Wow, that is very nice, but still too big to carry in my car with the dogs, even disassembled into three parts. Also, quite pricey at over $1,000 US.


----------



## Prepared One (Nov 5, 2014)

Back Pack Hack said:


> Binos are too big and heavy.
> 
> https://www.carson.com/products/bandit-ba-825/


Now I am going to have to give these a look see. I carry very basic cheap binoculars that I remember paying more then 20 bucks each for at Academy, in all my GHB's, but this may be a better option.


----------



## paulag1955 (Dec 15, 2019)

Honkerhunteronhoth said:


> How much ammo do you plan on hupping around?


Not a lot. A box of .380 and a box of 9mm. A box of 5.56 if I'm traveling with my AR. I could probably cut that down to 25 rounds each of .380 and 9mm. But keep in mind, I'm only working with about 20 pounds, so a box of ammo is significant.

I travel regularly by myself (with the dogs, of course) between eastern and western Washington. If I happened to be stranded (i.e. EMP disables cars) exactly in the middle. I'd have to travel about 107 miles to reach either house. The 107 miles, however, aren't equal. The western 107 miles includes a mountain pass, so if I were anywhere on the east side of the pass (other than just a mile or two from the summit, I'd go east, which would be 150 miles max on down to just a few miles. So I need a well equipped pack and am woefully aware of my own inability to carry it.


----------



## Honkerhunteronhoth (Jan 2, 2020)

paulag1955 said:


> Not a lot. A box of .380 and a box of 9mm. A box of 5.56 if I'm traveling with my AR. I could probably cut that down to 25 rounds each of .380 and 9mm. But keep in mind, I'm only working with about 20 pounds, so a box of ammo is significant.
> 
> I travel regularly by myself (with the dogs, of course) between eastern and western Washington. If I happened to be stranded (i.e. EMP disables cars) exactly in the middle. I'd have to travel about 107 miles to reach either house. The 107 miles, however, aren't equal. The western 107 miles includes a mountain pass, so if I were anywhere on the east side of the pass (other than just a mile or two from the summit, I'd go east, which would be 150 miles max on down to just a few miles. So I need a well equipped pack and am woefully aware of my own inability to carry it.

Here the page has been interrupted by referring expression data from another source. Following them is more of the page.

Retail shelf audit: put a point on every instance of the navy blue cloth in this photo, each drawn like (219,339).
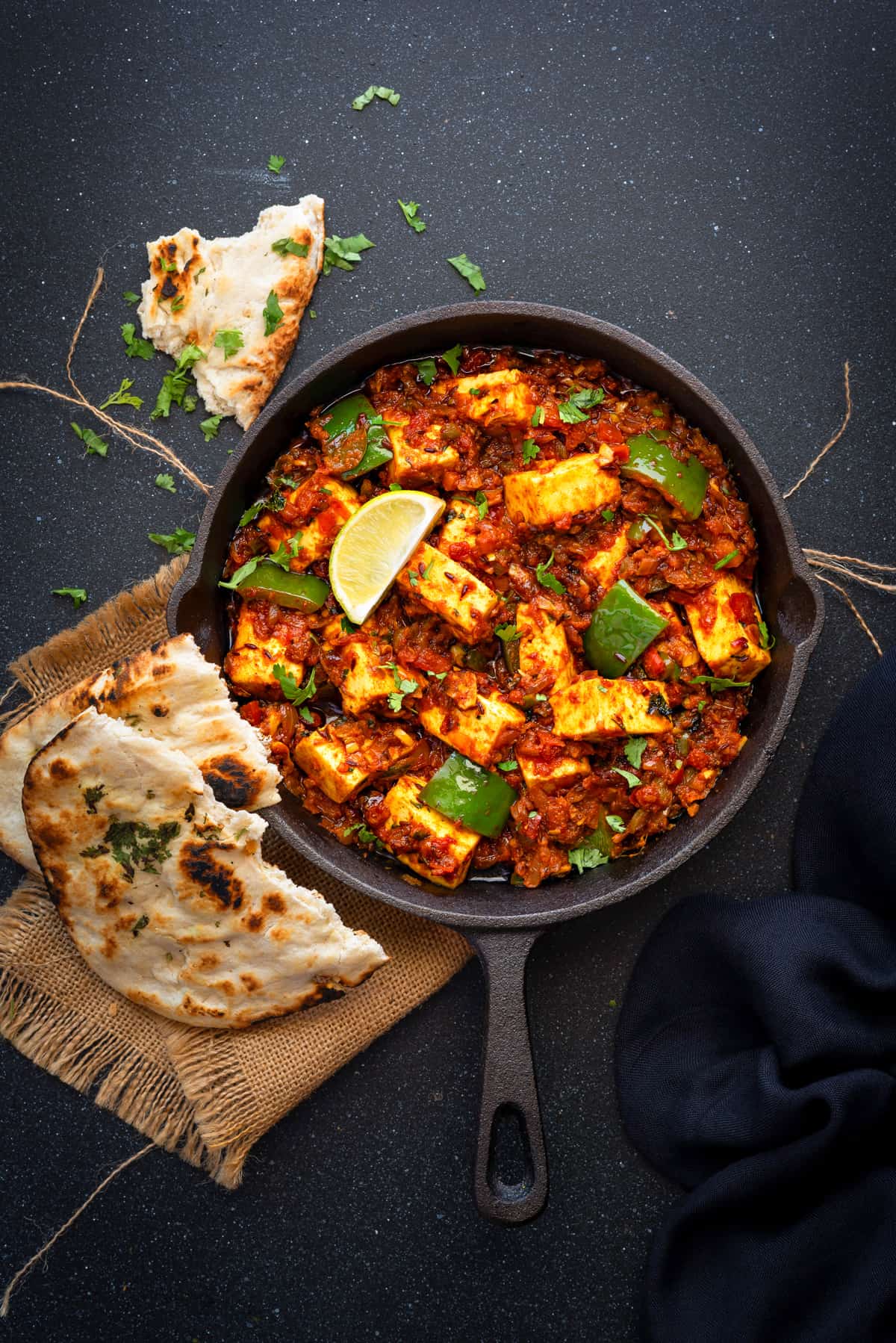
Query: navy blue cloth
(755,1058)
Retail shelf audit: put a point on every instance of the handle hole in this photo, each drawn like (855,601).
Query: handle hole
(509,1173)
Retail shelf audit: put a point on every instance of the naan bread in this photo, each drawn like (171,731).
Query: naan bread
(164,890)
(223,285)
(168,692)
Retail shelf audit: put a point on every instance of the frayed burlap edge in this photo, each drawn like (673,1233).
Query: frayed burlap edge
(57,1037)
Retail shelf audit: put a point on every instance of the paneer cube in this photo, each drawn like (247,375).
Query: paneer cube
(595,708)
(503,397)
(460,525)
(724,622)
(249,666)
(317,535)
(422,838)
(343,757)
(553,775)
(561,491)
(603,565)
(358,669)
(449,590)
(481,733)
(418,459)
(544,653)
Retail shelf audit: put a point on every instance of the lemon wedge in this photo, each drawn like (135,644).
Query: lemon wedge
(375,543)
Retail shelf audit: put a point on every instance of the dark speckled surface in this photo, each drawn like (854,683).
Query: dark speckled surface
(714,178)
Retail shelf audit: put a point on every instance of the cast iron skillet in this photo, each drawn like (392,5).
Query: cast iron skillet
(500,920)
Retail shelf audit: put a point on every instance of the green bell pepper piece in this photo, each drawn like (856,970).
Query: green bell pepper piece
(467,793)
(680,483)
(343,418)
(621,629)
(299,592)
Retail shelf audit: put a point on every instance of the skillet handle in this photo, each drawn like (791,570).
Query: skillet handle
(508,1082)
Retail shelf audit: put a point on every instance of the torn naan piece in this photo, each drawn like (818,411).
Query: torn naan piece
(164,890)
(168,692)
(215,294)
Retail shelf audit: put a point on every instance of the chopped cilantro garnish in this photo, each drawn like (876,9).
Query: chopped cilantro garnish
(547,579)
(573,412)
(635,750)
(410,211)
(230,341)
(176,543)
(285,246)
(296,693)
(344,252)
(273,313)
(134,345)
(122,397)
(376,92)
(94,445)
(78,595)
(472,273)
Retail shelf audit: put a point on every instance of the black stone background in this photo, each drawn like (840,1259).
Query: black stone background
(711,176)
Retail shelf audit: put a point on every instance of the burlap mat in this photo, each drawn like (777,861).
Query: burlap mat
(207,1095)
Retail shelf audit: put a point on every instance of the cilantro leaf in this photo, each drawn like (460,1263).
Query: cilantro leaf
(252,513)
(94,445)
(273,313)
(718,683)
(375,92)
(426,370)
(122,397)
(134,345)
(453,358)
(573,412)
(472,273)
(677,542)
(211,426)
(293,692)
(230,341)
(78,595)
(344,252)
(176,543)
(548,579)
(287,246)
(588,855)
(410,211)
(635,750)
(731,555)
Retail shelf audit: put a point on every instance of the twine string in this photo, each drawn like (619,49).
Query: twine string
(137,438)
(35,1259)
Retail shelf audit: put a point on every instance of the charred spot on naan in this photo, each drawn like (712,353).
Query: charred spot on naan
(217,880)
(231,782)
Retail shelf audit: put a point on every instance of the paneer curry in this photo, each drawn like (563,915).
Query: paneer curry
(561,666)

Mind if I ask why you don't just ditch the .380 and stick with 9mm?? How many magazines per weapon do you plan on keeping with you? Sounds like a long walk friend, hopefully that never happens!


----------



## paulag1955 (Dec 15, 2019)

Honkerhunteronhoth said:


> Mind if I ask why you don't just ditch the .380 and stick with 9mm?? How many magazines per weapon do you plan on keeping with you? Sounds like a long walk friend, hopefully that never happens!


My .380 is my EDC and relatively easily concealed on my person. I have that with me all the time. My 9mm is a CZ 75B. Too big and heavy for my EDC, but something I would definitely want with me in an emergency situation. I'm accurate with it out to a decent distance. I have five magazines for each weapon. The boxes of ammo are for peace of mind.

Yes, it's a long walk and would be brutal if I had to make it in the winter. Eastern Washington gets very cold.


----------



## Honkerhunteronhoth (Jan 2, 2020)

paulag1955 said:


> My .380 is my EDC and relatively easily concealed on my person. I have that with me all the time. My 9mm is a CZ 75B. Too big and heavy for my EDC, but something I would definitely want with me in an emergency situation. I'm accurate with it out to a decent distance. I have five magazines for each weapon. The boxes of ammo are for peace of mind.
> 
> Yes, it's a long walk and would be brutal if I had to make it in the winter. Eastern Washington gets very cold.


It sounds like you are lugging around to many firearms and magazines, which add on quite a bit of weight for that kind of hike. Ditching a firearm or even a few magazines will help out significantly, and you could replace that weight with calories. Do you also carry around an AR?


----------



## paulag1955 (Dec 15, 2019)

Honkerhunteronhoth said:


> It sounds like you are lugging around to many firearms and magazines, which add on quite a bit of weight for that kind of hike. Ditching a firearm or even a few magazines will help out significantly, and you could replace that weight with calories. Do you also carry around an AR?


I don't always carry the AR with me. It depends on whether I expect to shoot it or not which ever place I'm heading. I can't/won't dispense with either of the handguns. I don't carry all the magazines full. In fact, I carry the CZ unloaded with all the magazines empty when I travel. The boxes of ammo would be used to load the extra magazines in the event of an emergency.


----------



## Cyprinoid (Jan 28, 2020)

I also use Orion binocular, I'm quite satisfied with their binoculars.


----------



## Mad Trapper (Feb 12, 2014)

stiener 8 X 20


----------



## Kinkajou (Jun 11, 2020)

I also use nikon optics, they are the best ones that I have used so far.


----------